I mean, it doesn't sound so bad if you are the laziest individual on earth - she gets to basically loll around all day, eating and making waste and sleeping and whatever in her house. She doesn't have to hold a job or do chores or cook or run errands... she's a completely unproductive member of a household, just like a cat.

But the tradeoff is she can't leave the house without her significant other, and if she does leave the house with him, she has to wear a collar and a leash.

Huh.

First, no thanks.
Second, how long can this possibly last? I mean, at some point, isn't the gimmick going to be over and isn't this guy going to want a significant other he can take to an "off-leash" company Christmas party? And isn't she at some point gonna be like "Hey, dude, I don't like meatloaf. I'm making a peanut-butter and jelly sandwich, and that's that!"?

January 24, 2008

i can has cheezburger?

I found this site today on the random recommendation of a business associate and within moments of discovering it, it was up on the top bar of my browser as a bookmarked and much-loved site.

That position is reserved for very few sites, as space there is limited (I have probably 100 total bookmarks in my list, but only about 10-12 can fit as icons in the top bar of my browser). Among the best are wired.com, a couple industry blogs I monitor closely, Techcrunch, a link to my 401k planning site, 2 internal company links, a stock photo site for my creative work, theonion.com and, now, i can has cheezburger.
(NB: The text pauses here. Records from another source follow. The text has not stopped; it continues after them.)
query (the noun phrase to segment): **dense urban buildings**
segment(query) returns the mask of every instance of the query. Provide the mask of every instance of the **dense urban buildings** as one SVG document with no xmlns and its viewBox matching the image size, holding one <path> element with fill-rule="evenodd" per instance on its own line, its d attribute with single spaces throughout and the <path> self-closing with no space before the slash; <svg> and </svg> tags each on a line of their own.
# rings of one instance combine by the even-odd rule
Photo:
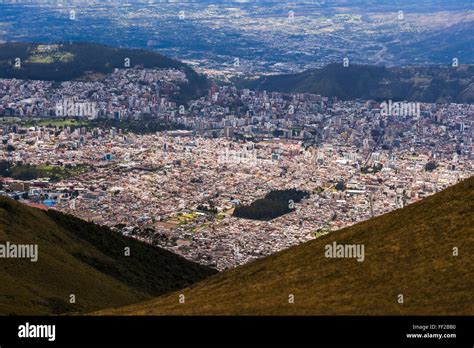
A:
<svg viewBox="0 0 474 348">
<path fill-rule="evenodd" d="M 473 172 L 470 104 L 403 109 L 214 86 L 185 107 L 169 97 L 185 80 L 180 71 L 137 69 L 59 86 L 0 80 L 0 193 L 222 270 L 401 208 Z M 181 127 L 121 128 L 132 121 Z M 288 214 L 232 214 L 289 188 L 309 197 Z"/>
</svg>

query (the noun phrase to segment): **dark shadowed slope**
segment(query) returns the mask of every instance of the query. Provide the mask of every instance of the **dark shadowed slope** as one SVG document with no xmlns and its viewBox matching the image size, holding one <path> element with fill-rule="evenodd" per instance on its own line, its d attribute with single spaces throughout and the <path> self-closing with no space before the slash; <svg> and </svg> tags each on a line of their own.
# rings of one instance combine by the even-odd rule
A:
<svg viewBox="0 0 474 348">
<path fill-rule="evenodd" d="M 264 76 L 238 84 L 250 89 L 314 93 L 342 100 L 472 103 L 474 66 L 386 68 L 356 64 L 344 67 L 341 63 L 299 74 Z"/>
<path fill-rule="evenodd" d="M 106 227 L 0 197 L 0 244 L 7 241 L 38 244 L 39 258 L 0 258 L 0 314 L 62 314 L 126 305 L 216 273 Z M 130 256 L 125 256 L 126 247 Z"/>
</svg>

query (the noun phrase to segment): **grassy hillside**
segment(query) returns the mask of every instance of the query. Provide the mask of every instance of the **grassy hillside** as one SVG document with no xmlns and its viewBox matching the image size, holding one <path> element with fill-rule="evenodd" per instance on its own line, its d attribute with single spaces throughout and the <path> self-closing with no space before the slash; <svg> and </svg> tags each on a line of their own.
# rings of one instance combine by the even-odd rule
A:
<svg viewBox="0 0 474 348">
<path fill-rule="evenodd" d="M 21 62 L 20 68 L 15 68 L 17 58 Z M 183 100 L 196 98 L 208 88 L 205 76 L 177 60 L 144 49 L 115 48 L 93 43 L 49 46 L 22 42 L 0 44 L 0 78 L 69 81 L 83 78 L 86 73 L 108 74 L 115 68 L 124 68 L 125 58 L 130 59 L 131 67 L 184 71 L 189 83 L 180 86 Z"/>
<path fill-rule="evenodd" d="M 474 177 L 177 293 L 96 314 L 473 315 L 473 226 Z M 365 261 L 326 258 L 333 241 L 363 244 Z"/>
<path fill-rule="evenodd" d="M 283 93 L 314 93 L 342 100 L 474 102 L 474 66 L 405 67 L 330 64 L 299 74 L 238 82 L 240 87 Z"/>
<path fill-rule="evenodd" d="M 143 301 L 216 273 L 78 218 L 0 197 L 0 244 L 38 244 L 38 261 L 0 258 L 1 314 L 62 314 Z M 125 248 L 130 256 L 125 256 Z M 76 303 L 70 303 L 70 295 Z"/>
</svg>

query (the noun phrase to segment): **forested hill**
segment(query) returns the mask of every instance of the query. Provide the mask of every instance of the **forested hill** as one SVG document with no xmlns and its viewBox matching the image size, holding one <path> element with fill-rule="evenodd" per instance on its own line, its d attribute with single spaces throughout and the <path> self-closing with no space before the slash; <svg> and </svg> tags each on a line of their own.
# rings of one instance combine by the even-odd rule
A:
<svg viewBox="0 0 474 348">
<path fill-rule="evenodd" d="M 239 87 L 314 93 L 342 100 L 474 102 L 474 66 L 394 67 L 330 64 L 298 74 L 242 80 Z"/>
<path fill-rule="evenodd" d="M 20 66 L 15 67 L 18 58 Z M 108 74 L 115 68 L 124 68 L 126 58 L 130 59 L 131 67 L 184 71 L 189 83 L 180 86 L 183 99 L 200 96 L 208 88 L 205 76 L 177 60 L 144 49 L 115 48 L 93 43 L 0 44 L 0 78 L 69 81 L 83 78 L 86 73 Z"/>
</svg>

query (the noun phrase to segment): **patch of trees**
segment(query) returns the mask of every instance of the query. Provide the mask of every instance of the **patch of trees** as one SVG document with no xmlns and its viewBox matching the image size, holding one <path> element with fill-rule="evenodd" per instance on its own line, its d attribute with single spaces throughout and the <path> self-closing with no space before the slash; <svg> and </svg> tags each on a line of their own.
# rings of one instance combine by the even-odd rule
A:
<svg viewBox="0 0 474 348">
<path fill-rule="evenodd" d="M 297 189 L 271 191 L 250 205 L 237 206 L 233 216 L 252 220 L 272 220 L 293 211 L 294 203 L 299 203 L 308 196 L 308 192 Z"/>
<path fill-rule="evenodd" d="M 425 170 L 427 172 L 432 172 L 433 170 L 435 170 L 437 167 L 436 163 L 434 162 L 428 162 L 425 164 Z"/>
</svg>

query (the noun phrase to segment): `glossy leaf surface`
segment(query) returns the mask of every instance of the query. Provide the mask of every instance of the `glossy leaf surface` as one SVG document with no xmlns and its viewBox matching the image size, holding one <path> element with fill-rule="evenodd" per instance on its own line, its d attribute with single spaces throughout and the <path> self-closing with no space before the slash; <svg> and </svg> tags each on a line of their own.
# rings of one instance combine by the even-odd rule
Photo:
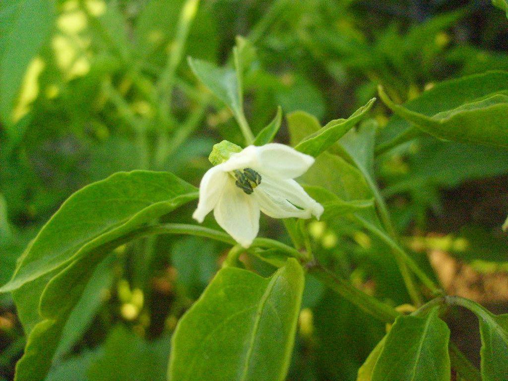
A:
<svg viewBox="0 0 508 381">
<path fill-rule="evenodd" d="M 294 259 L 268 278 L 221 270 L 178 323 L 170 380 L 284 379 L 303 283 Z"/>
</svg>

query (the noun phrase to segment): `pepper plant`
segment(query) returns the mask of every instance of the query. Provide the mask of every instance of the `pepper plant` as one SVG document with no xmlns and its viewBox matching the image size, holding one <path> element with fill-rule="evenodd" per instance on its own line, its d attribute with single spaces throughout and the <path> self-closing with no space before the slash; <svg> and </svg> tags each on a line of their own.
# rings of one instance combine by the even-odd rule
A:
<svg viewBox="0 0 508 381">
<path fill-rule="evenodd" d="M 100 7 L 85 3 L 82 10 L 97 23 L 96 31 L 107 35 L 100 18 L 94 16 L 101 13 Z M 175 133 L 178 121 L 172 114 L 175 100 L 171 93 L 181 80 L 177 71 L 198 3 L 188 0 L 180 10 L 176 37 L 169 45 L 164 70 L 157 73 L 156 89 L 137 76 L 136 65 L 128 65 L 135 73 L 131 79 L 137 91 L 158 105 L 155 116 L 147 118 L 146 124 L 135 131 L 136 146 L 144 152 L 140 162 L 144 169 L 117 172 L 72 194 L 28 243 L 10 280 L 0 288 L 2 293 L 12 295 L 26 336 L 14 379 L 52 379 L 52 369 L 71 352 L 76 335 L 81 334 L 73 332 L 73 327 L 87 325 L 76 322 L 87 315 L 90 301 L 108 283 L 104 269 L 112 267 L 121 253 L 142 246 L 134 250 L 135 258 L 129 264 L 142 274 L 138 285 L 142 289 L 148 281 L 148 263 L 157 258 L 165 242 L 159 240 L 190 236 L 198 237 L 204 248 L 184 247 L 185 258 L 173 259 L 175 263 L 183 261 L 177 266 L 181 274 L 188 270 L 189 257 L 206 262 L 205 252 L 210 247 L 217 251 L 223 248 L 223 260 L 196 300 L 181 302 L 171 338 L 160 338 L 157 345 L 170 349 L 169 360 L 159 361 L 165 363 L 164 368 L 166 361 L 169 365 L 167 375 L 159 369 L 153 377 L 171 381 L 317 379 L 295 364 L 299 358 L 294 350 L 320 345 L 326 350 L 325 344 L 312 341 L 309 306 L 315 303 L 313 299 L 330 293 L 338 298 L 332 300 L 347 304 L 337 302 L 327 310 L 328 314 L 340 316 L 350 308 L 351 327 L 357 324 L 361 329 L 369 326 L 364 324 L 367 320 L 374 322 L 375 332 L 365 333 L 372 345 L 355 372 L 357 381 L 508 379 L 508 314 L 494 314 L 477 302 L 444 291 L 425 259 L 408 249 L 399 220 L 388 206 L 386 189 L 378 181 L 383 161 L 419 139 L 432 139 L 443 146 L 466 144 L 493 152 L 508 148 L 508 72 L 487 71 L 442 81 L 404 103 L 396 99 L 396 86 L 387 84 L 388 77 L 379 81 L 376 98 L 347 117 L 322 126 L 309 112 L 287 112 L 279 107 L 271 120 L 255 134 L 250 126 L 254 117 L 246 112 L 244 93 L 256 59 L 256 43 L 265 27 L 262 23 L 261 31 L 255 30 L 250 38 L 237 38 L 223 66 L 188 57 L 198 91 L 180 84 L 189 97 L 198 100 L 201 108 L 185 128 Z M 275 2 L 270 12 L 276 12 L 283 3 Z M 508 9 L 505 2 L 493 3 Z M 20 7 L 21 12 L 28 12 L 25 6 Z M 155 12 L 157 8 L 153 7 Z M 108 41 L 107 36 L 104 39 Z M 149 60 L 151 52 L 145 47 L 139 61 Z M 115 49 L 124 63 L 137 62 L 121 44 Z M 111 82 L 102 86 L 124 121 L 139 125 L 139 117 Z M 3 104 L 5 109 L 8 103 Z M 190 183 L 193 179 L 186 178 L 185 171 L 177 176 L 153 170 L 172 157 L 210 104 L 218 105 L 232 116 L 230 125 L 237 128 L 241 137 L 229 132 L 227 138 L 235 143 L 214 142 L 199 187 Z M 275 109 L 277 105 L 272 106 Z M 382 126 L 375 110 L 384 107 L 393 116 Z M 9 120 L 6 131 L 15 147 L 22 136 L 17 135 L 16 123 L 23 119 Z M 156 138 L 151 140 L 154 131 Z M 151 148 L 145 149 L 151 143 Z M 485 147 L 491 148 L 482 148 Z M 502 160 L 501 154 L 496 157 Z M 508 220 L 505 228 L 507 224 Z M 349 238 L 330 244 L 322 239 L 325 234 L 332 240 L 338 235 Z M 364 247 L 380 248 L 378 260 L 391 264 L 387 268 L 393 273 L 387 276 L 400 280 L 401 299 L 405 303 L 398 305 L 344 275 L 340 256 L 331 255 L 328 249 L 343 245 L 338 251 L 354 250 L 347 242 L 351 237 Z M 221 246 L 214 246 L 216 242 Z M 196 276 L 190 273 L 188 278 L 194 281 Z M 128 285 L 122 287 L 118 297 L 127 301 L 122 313 L 129 316 L 133 308 L 142 305 L 143 294 L 140 302 Z M 464 308 L 478 318 L 479 369 L 450 339 L 451 329 L 456 327 L 449 324 L 449 318 Z M 337 319 L 334 324 L 342 323 Z M 100 355 L 93 356 L 112 353 L 119 359 L 119 368 L 124 361 L 142 369 L 143 362 L 149 363 L 153 357 L 147 355 L 149 350 L 139 349 L 145 344 L 139 344 L 139 338 L 126 339 L 131 334 L 124 329 L 113 330 Z M 348 336 L 347 329 L 342 337 Z M 87 376 L 101 379 L 101 368 L 107 368 L 108 361 L 96 359 L 94 364 Z M 112 370 L 108 377 L 114 377 L 115 371 L 123 371 Z M 145 379 L 137 373 L 129 376 Z"/>
</svg>

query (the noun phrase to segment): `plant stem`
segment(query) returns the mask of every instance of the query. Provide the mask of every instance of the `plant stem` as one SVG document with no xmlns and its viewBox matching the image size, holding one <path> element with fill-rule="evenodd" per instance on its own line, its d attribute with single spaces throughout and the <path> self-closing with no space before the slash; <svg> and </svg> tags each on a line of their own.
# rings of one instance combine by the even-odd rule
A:
<svg viewBox="0 0 508 381">
<path fill-rule="evenodd" d="M 367 185 L 372 192 L 372 195 L 375 200 L 376 211 L 378 217 L 381 221 L 383 227 L 389 235 L 393 239 L 396 241 L 398 240 L 397 231 L 392 223 L 392 219 L 390 216 L 390 212 L 388 211 L 388 208 L 385 199 L 383 198 L 379 187 L 376 183 L 372 175 L 368 169 L 362 165 L 356 157 L 352 155 L 346 149 L 341 146 L 341 155 L 344 157 L 347 161 L 355 165 L 363 175 L 364 178 L 367 182 Z M 407 293 L 411 298 L 412 303 L 416 306 L 421 305 L 422 303 L 422 299 L 420 297 L 420 293 L 415 284 L 414 280 L 407 268 L 407 266 L 404 261 L 401 258 L 398 253 L 394 252 L 395 260 L 397 262 L 397 266 L 400 271 L 404 283 L 407 290 Z"/>
<path fill-rule="evenodd" d="M 422 282 L 435 295 L 442 295 L 443 292 L 441 290 L 428 276 L 420 268 L 420 267 L 416 264 L 414 260 L 409 257 L 406 252 L 399 246 L 399 245 L 387 236 L 384 232 L 372 224 L 365 221 L 363 218 L 356 216 L 353 216 L 353 219 L 363 226 L 366 229 L 371 233 L 381 239 L 382 241 L 390 246 L 396 255 L 400 258 L 407 265 L 411 270 L 415 273 L 417 276 L 420 279 Z"/>
<path fill-rule="evenodd" d="M 390 213 L 388 212 L 388 208 L 385 202 L 384 199 L 383 199 L 383 196 L 379 192 L 377 184 L 374 182 L 374 181 L 370 176 L 364 174 L 364 177 L 374 195 L 374 197 L 375 199 L 376 209 L 377 211 L 377 214 L 379 216 L 379 219 L 381 220 L 383 226 L 393 239 L 396 239 L 397 236 L 397 232 L 393 227 L 393 224 L 392 223 L 392 219 L 390 217 Z M 395 252 L 394 254 L 397 266 L 399 267 L 400 274 L 402 276 L 404 283 L 406 285 L 406 289 L 407 290 L 407 293 L 409 294 L 411 300 L 415 305 L 421 305 L 422 301 L 420 296 L 420 293 L 418 292 L 418 290 L 415 284 L 412 277 L 409 272 L 409 269 L 407 268 L 407 265 L 403 258 L 400 255 L 398 255 L 397 252 Z"/>
<path fill-rule="evenodd" d="M 416 127 L 409 127 L 404 132 L 397 135 L 395 138 L 383 144 L 380 144 L 375 149 L 375 154 L 377 155 L 382 155 L 386 152 L 396 147 L 403 144 L 404 143 L 411 141 L 423 135 L 422 130 Z"/>
<path fill-rule="evenodd" d="M 236 121 L 238 122 L 238 125 L 240 126 L 240 129 L 242 131 L 242 134 L 243 134 L 243 137 L 245 139 L 245 144 L 247 145 L 250 145 L 254 141 L 254 134 L 252 134 L 252 132 L 250 130 L 250 127 L 249 126 L 248 122 L 247 121 L 245 116 L 243 114 L 243 107 L 242 108 L 242 110 L 241 112 L 234 113 L 235 117 L 236 119 Z"/>
<path fill-rule="evenodd" d="M 198 225 L 186 224 L 165 224 L 147 227 L 142 232 L 143 235 L 150 234 L 188 234 L 189 235 L 204 237 L 214 239 L 216 241 L 236 245 L 236 242 L 228 234 L 217 230 L 205 228 Z M 290 246 L 270 238 L 255 238 L 249 249 L 255 247 L 277 249 L 279 251 L 287 254 L 289 257 L 300 260 L 302 258 L 301 253 Z"/>
<path fill-rule="evenodd" d="M 400 313 L 337 276 L 316 261 L 307 266 L 309 272 L 345 299 L 374 318 L 385 323 L 393 323 Z"/>
<path fill-rule="evenodd" d="M 235 245 L 233 246 L 228 253 L 228 256 L 226 260 L 223 263 L 223 268 L 228 266 L 236 267 L 238 265 L 238 258 L 243 252 L 245 252 L 245 248 L 242 247 L 241 245 Z"/>
<path fill-rule="evenodd" d="M 162 104 L 166 111 L 171 109 L 171 93 L 175 81 L 175 73 L 182 59 L 183 49 L 188 36 L 190 24 L 196 16 L 199 0 L 187 0 L 180 14 L 175 38 L 170 45 L 166 66 L 157 83 L 157 87 L 164 100 Z"/>
</svg>

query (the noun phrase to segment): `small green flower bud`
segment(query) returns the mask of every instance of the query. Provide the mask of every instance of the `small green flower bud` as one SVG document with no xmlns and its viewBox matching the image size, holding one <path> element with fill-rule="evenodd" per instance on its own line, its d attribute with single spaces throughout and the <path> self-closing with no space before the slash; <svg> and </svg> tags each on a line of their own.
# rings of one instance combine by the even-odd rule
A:
<svg viewBox="0 0 508 381">
<path fill-rule="evenodd" d="M 241 147 L 227 140 L 223 140 L 214 145 L 208 160 L 213 166 L 218 165 L 229 159 L 232 153 L 237 153 L 241 150 Z"/>
</svg>

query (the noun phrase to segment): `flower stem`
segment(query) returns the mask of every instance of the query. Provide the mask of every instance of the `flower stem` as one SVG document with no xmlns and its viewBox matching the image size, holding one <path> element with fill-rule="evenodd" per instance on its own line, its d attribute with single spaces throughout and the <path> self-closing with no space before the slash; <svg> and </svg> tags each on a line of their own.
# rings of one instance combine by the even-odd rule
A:
<svg viewBox="0 0 508 381">
<path fill-rule="evenodd" d="M 390 306 L 358 290 L 316 261 L 307 265 L 309 272 L 322 283 L 365 312 L 385 323 L 393 323 L 400 313 Z"/>
<path fill-rule="evenodd" d="M 245 248 L 242 247 L 241 245 L 235 245 L 235 246 L 233 246 L 230 249 L 229 252 L 228 253 L 228 256 L 223 263 L 223 268 L 237 267 L 238 265 L 238 258 L 245 251 Z"/>
<path fill-rule="evenodd" d="M 242 131 L 242 134 L 243 134 L 243 137 L 245 139 L 246 145 L 250 145 L 254 141 L 254 134 L 252 134 L 252 132 L 250 130 L 250 127 L 249 126 L 248 122 L 247 121 L 247 119 L 245 118 L 243 110 L 241 112 L 235 113 L 235 117 L 236 118 L 236 121 L 238 122 L 238 125 L 240 126 L 240 129 Z"/>
<path fill-rule="evenodd" d="M 353 216 L 353 219 L 359 223 L 362 226 L 368 230 L 382 241 L 386 243 L 393 250 L 394 253 L 397 258 L 403 261 L 407 265 L 409 268 L 415 273 L 415 275 L 418 277 L 422 282 L 430 290 L 433 294 L 440 295 L 443 294 L 443 292 L 434 282 L 434 281 L 430 279 L 429 276 L 420 268 L 415 261 L 409 257 L 405 251 L 404 251 L 400 246 L 391 238 L 389 237 L 384 232 L 382 231 L 374 225 L 368 223 L 362 218 Z"/>
</svg>

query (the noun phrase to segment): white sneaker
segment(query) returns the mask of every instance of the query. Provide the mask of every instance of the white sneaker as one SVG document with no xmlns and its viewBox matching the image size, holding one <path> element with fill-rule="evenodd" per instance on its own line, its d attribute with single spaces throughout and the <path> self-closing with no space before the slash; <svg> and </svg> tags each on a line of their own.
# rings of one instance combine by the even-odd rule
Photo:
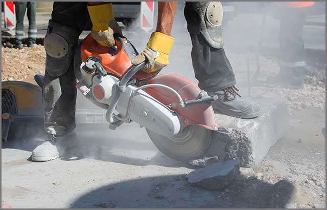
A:
<svg viewBox="0 0 327 210">
<path fill-rule="evenodd" d="M 37 146 L 32 152 L 33 161 L 48 161 L 62 155 L 66 150 L 75 144 L 76 134 L 72 131 L 65 135 L 48 134 L 45 142 Z"/>
</svg>

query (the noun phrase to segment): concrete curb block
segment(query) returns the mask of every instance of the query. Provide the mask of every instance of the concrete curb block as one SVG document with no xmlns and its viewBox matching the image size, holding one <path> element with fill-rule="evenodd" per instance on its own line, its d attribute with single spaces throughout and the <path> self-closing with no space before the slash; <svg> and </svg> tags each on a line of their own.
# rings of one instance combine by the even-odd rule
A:
<svg viewBox="0 0 327 210">
<path fill-rule="evenodd" d="M 259 164 L 288 129 L 287 106 L 269 99 L 253 100 L 261 105 L 262 114 L 245 120 L 216 114 L 219 129 L 213 134 L 204 156 L 218 156 L 220 161 L 238 159 L 241 167 Z"/>
</svg>

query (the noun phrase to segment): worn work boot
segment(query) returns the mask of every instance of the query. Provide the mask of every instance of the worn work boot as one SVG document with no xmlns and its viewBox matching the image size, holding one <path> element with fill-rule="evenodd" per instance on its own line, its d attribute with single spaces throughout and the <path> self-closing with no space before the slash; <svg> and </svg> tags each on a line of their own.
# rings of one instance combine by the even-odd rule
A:
<svg viewBox="0 0 327 210">
<path fill-rule="evenodd" d="M 208 93 L 216 95 L 218 99 L 212 103 L 214 109 L 221 114 L 243 119 L 255 118 L 259 116 L 259 106 L 241 98 L 239 90 L 232 86 L 222 91 Z"/>
<path fill-rule="evenodd" d="M 32 160 L 43 162 L 57 158 L 76 144 L 76 134 L 74 131 L 66 135 L 48 134 L 45 142 L 32 152 Z"/>
<path fill-rule="evenodd" d="M 35 47 L 35 44 L 33 43 L 28 42 L 27 43 L 27 47 L 29 48 L 34 48 L 34 47 Z"/>
</svg>

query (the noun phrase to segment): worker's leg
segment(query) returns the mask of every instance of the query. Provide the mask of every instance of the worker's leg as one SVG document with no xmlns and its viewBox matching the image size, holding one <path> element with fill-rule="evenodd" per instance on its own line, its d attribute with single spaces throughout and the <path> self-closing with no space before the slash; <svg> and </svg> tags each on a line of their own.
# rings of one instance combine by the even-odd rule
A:
<svg viewBox="0 0 327 210">
<path fill-rule="evenodd" d="M 212 103 L 215 110 L 236 117 L 256 117 L 260 113 L 259 106 L 240 98 L 234 86 L 234 73 L 223 49 L 221 7 L 217 2 L 186 3 L 184 14 L 192 43 L 195 76 L 201 89 L 219 96 Z"/>
<path fill-rule="evenodd" d="M 18 49 L 22 49 L 24 34 L 24 16 L 27 2 L 17 2 L 15 6 L 16 13 L 16 45 Z"/>
<path fill-rule="evenodd" d="M 76 78 L 74 73 L 74 49 L 89 20 L 86 2 L 54 3 L 52 19 L 45 37 L 45 74 L 43 88 L 45 142 L 32 152 L 34 161 L 60 156 L 72 143 L 75 128 Z"/>
<path fill-rule="evenodd" d="M 29 38 L 27 46 L 29 47 L 33 47 L 36 41 L 36 3 L 28 2 L 27 3 L 27 17 L 29 19 Z"/>
</svg>

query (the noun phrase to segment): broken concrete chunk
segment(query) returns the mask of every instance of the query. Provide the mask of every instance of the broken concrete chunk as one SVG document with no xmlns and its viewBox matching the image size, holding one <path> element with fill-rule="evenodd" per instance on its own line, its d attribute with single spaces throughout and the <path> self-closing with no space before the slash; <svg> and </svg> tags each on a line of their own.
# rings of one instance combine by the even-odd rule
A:
<svg viewBox="0 0 327 210">
<path fill-rule="evenodd" d="M 204 157 L 200 158 L 192 158 L 189 163 L 195 166 L 206 167 L 218 163 L 218 157 Z"/>
<path fill-rule="evenodd" d="M 288 129 L 287 106 L 271 99 L 251 99 L 260 104 L 262 114 L 252 119 L 216 114 L 218 131 L 204 157 L 217 156 L 220 161 L 238 159 L 242 167 L 260 164 L 269 149 Z"/>
<path fill-rule="evenodd" d="M 255 175 L 253 170 L 249 167 L 240 167 L 240 174 L 246 178 Z"/>
<path fill-rule="evenodd" d="M 187 177 L 192 184 L 209 189 L 222 190 L 239 173 L 238 160 L 231 160 L 194 170 Z"/>
</svg>

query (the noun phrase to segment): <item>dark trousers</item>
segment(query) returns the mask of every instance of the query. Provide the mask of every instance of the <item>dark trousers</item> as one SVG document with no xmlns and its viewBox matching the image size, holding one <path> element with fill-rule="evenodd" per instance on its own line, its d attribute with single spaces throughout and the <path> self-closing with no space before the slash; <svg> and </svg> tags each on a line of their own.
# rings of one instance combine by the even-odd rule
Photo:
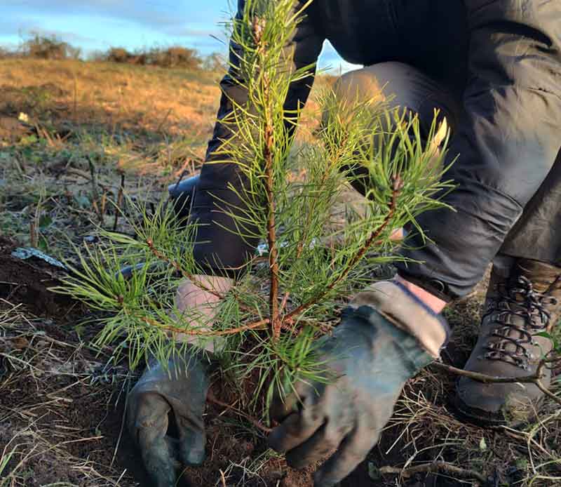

I don't know what it is, the anthropromorphizing of animals just gets me every time. Esepcially when they are animals who pronounce things funny, have a poor grasp of the english language, and are so completely self-obsessed as these ones.

And it's like a fun little treat -- you can check it 5 times a day and usually there's a new post every time! I might trade in my chocolate fix for cheezburger.

(by the way, the above image is the one I created of Akeelah -- watch for it to appear on the site!)

January 02, 2008

resolutions? maybe next year...

I always make a good effort at resolutions at the beginning of a new year. There is something about them that appeals to me, to my idealism. I like the thought of looking at your life, promising to make changes, and having a timeline in which to see those changes take place (a year, to be precise).

But the follow through is where I find myself occasionally lacking. Not always -- I often make great headway on a number of my resolutions -- but generally speaking, resolving has actually turned out to be more of a "thinking out loud about how I would like to be if I had any will power whatsoever, then forgetting about it, renting a movie, and eating two bags of microwave popcorn in one sitting."

So much for idealism.

But it's worked out so far; 2007 was one for the books:

I removed myself, once and for all, from a bad relationship. I nurtured new relationships and some old ones, too. I saw my mother through a nasty divorce. I lost, then regained my sense of family. I fell in love -- the real kind. I skydived. I challenged myself. I hired employees (yes, this girl is someone's boss. Isn't that scary?).

I went on a road trip. I went fishing. I had surgery. I recovered. I surprised myself. I accidentally ate pot cookies (that's a whole 'nother story).

I got a raise, reconnected with old friends, and made new ones.

I figured out what I stand for, I think.

I got more patient, less confrontational, and stopped yelling so much.

I learned how to negotiate.

I folded my clothes after they were done drying much more frequently. I did not run out of gas one time.

I performed random acts of kindness. I helped friends in need. I got more comfortable being a friend in need, too.

And I realized for the umpteenth time that nothing's easy, and I know even less than I thought I did, and that sometimes people aren't who they say they are, but sometimes they are.

Oh, and I discovered that one should not drive around with expired tabs, that alternators are easily replaced by car-savvy friends, and that weiner dogs and small cats have the same size poo.

And that no matter what, one should always say yes to topless pools in Vegas and no to eating chips in the shower.

Maybe I don't need resolutions after all.